I'm hoping someone has some experience or advice because I'm just so upset and discouraged right now. Originally I was concerned about an 18 yr old DUI but I researched and found that since I was never convicted, it did not need to be disclosed (actually says that very clearly on the Good Moral Character worksheet). So I figured I'm fine! But my ATT still wasn't arriving. Finally I got through to pcshq and I was told that something came up on the Adam Walsh/CPS registry check. The only dealings I ever had with CPS is the same year as my DUI, one of my neighbors got angry at me and called CPS, saying my kids were neglected. They were definitely not neglected. I was not in a great place personally at the time- my kids father had died a couple years prior, I foolishly remarried and had separated, my choice in men was not the greatest, and I went out drinking with my girlfriends (hence the DUI) and had loud parties on the weekends when my kids were at my mom's. However, that does not equal child neglect. My kids were healthy, happy, well fed, well dressed and clean, loved, and supervised.
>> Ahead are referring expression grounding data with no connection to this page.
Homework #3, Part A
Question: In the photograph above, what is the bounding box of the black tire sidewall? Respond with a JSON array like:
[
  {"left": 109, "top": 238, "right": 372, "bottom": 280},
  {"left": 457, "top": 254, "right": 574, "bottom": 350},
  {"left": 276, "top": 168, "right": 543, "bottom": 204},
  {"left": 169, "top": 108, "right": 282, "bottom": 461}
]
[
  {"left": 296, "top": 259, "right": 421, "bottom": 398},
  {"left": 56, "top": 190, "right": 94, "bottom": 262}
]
CPS came out to my house twice. The first time, we had just gotten home from camping and the house was a mess, which apparently concerned them enough to warrant a second visit. They did talk to the kids without me present in the room, with my permission, and noted that there were no concerns there. The second visit, they popped in on a normal day, saw that all was well, and that was the last time I saw them. This was 18 years ago but I do remember calling them to be certain that they had closed the case. I wish I had paperwork or could remember more details. But I assumed that my name was cleared and didn't really think more of it. I have also worked with DDS individuals and at LTC for the past decade, and never encountered a problem. So I am shocked that something came up. I'm going to get the Adam Walsh form notarized so I can get my records on Monday. But I'm really scared about this and so angry because although I'm not perfect and have made my mistakes, I was always a good mom. My kids are outraged about this because they know the kind of mom I was/am and how much becoming a nurse means to me.
Is there anything else I should be doing? Has anyone been through something like this? Thanks.